Jane terkejut saat Steve menggebrak meja kerjanya. Namun ia tahu, emosi Steve sedang tidak stabil. Steve mengusak kepalanya dan berjalan mengitari ruangannya. Ini sering ia lakukan jika ia sedang bingung dan stress.

"Siapa pria yang memperkenalkan dirinya padaku? Siapa?"

Dalam kebingungannya yang sedang berada di puncak, tiba-tiba suara deringan telpon menginterupsi semuanya. Jane dan Steve saling melirik. Jane pun mengangkat gagang telpon dan menjawabnya.

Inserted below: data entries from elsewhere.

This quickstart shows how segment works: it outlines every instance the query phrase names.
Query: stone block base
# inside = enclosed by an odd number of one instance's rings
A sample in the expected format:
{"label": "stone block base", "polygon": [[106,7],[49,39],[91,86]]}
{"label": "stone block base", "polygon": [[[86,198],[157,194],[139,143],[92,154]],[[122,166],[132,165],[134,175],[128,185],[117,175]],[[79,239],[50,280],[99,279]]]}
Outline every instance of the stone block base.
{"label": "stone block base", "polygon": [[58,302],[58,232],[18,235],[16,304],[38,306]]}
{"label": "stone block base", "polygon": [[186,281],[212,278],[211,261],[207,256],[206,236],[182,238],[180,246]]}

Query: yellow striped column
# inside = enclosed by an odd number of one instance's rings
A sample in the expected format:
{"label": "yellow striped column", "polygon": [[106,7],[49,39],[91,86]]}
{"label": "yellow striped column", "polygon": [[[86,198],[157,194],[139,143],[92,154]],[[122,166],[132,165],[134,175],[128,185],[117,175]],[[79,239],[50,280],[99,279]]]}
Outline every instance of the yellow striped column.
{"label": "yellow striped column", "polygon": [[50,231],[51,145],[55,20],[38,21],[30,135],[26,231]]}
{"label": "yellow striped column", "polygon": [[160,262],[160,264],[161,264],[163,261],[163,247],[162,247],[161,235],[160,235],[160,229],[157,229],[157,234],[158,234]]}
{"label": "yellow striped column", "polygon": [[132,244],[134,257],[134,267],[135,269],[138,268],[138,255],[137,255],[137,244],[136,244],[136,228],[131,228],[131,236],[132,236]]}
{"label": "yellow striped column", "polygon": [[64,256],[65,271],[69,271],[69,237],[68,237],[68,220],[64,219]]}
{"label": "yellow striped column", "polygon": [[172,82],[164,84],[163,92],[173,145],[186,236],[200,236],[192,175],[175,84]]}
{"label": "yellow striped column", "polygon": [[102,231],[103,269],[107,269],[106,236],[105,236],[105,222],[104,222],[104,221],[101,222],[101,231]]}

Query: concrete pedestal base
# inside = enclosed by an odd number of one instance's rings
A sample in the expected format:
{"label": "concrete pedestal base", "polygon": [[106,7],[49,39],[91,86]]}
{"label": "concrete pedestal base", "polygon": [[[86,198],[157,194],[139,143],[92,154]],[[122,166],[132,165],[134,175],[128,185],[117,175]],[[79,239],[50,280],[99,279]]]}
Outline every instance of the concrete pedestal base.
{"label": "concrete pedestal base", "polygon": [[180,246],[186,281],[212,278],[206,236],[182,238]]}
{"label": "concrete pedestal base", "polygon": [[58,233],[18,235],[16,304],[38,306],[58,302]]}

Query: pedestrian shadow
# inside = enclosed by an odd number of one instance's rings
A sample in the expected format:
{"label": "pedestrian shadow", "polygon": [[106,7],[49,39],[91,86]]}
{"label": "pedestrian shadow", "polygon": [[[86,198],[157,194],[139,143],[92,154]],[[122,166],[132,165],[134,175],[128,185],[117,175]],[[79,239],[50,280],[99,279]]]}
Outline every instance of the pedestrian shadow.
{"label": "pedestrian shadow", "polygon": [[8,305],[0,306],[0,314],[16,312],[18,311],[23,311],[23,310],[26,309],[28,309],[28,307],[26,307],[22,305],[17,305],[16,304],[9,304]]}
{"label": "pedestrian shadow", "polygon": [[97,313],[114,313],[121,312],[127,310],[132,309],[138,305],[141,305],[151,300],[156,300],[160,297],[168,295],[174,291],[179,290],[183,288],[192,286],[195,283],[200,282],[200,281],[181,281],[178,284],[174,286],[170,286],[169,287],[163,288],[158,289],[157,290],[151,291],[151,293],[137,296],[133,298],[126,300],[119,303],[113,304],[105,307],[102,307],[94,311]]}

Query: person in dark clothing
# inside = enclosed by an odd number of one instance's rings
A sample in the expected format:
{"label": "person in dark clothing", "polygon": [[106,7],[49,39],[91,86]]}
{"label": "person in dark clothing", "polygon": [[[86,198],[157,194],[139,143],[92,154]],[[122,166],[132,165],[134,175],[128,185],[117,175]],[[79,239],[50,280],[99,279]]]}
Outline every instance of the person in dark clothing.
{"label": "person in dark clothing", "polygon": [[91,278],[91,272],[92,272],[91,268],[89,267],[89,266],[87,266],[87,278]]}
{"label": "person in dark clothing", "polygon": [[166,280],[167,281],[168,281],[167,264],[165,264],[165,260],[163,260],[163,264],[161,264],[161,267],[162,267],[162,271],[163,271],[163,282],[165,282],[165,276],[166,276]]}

"Ada telpon untuk Steve di saluran 2."

Klik..

Jane menyambungkan ke saluran 2 dan me-loudspeaker panggilan telpon itu. Steve mendekat.

Tidak ada suara, hanya bunyi benda yang diremas. Seperti suara kertas, plastik dan kayu. Suaranya makin lama makin keras. Steve masih bertahan. Lama-kelamaan Steve menjadi tak sabaran dan membentak si penelpon.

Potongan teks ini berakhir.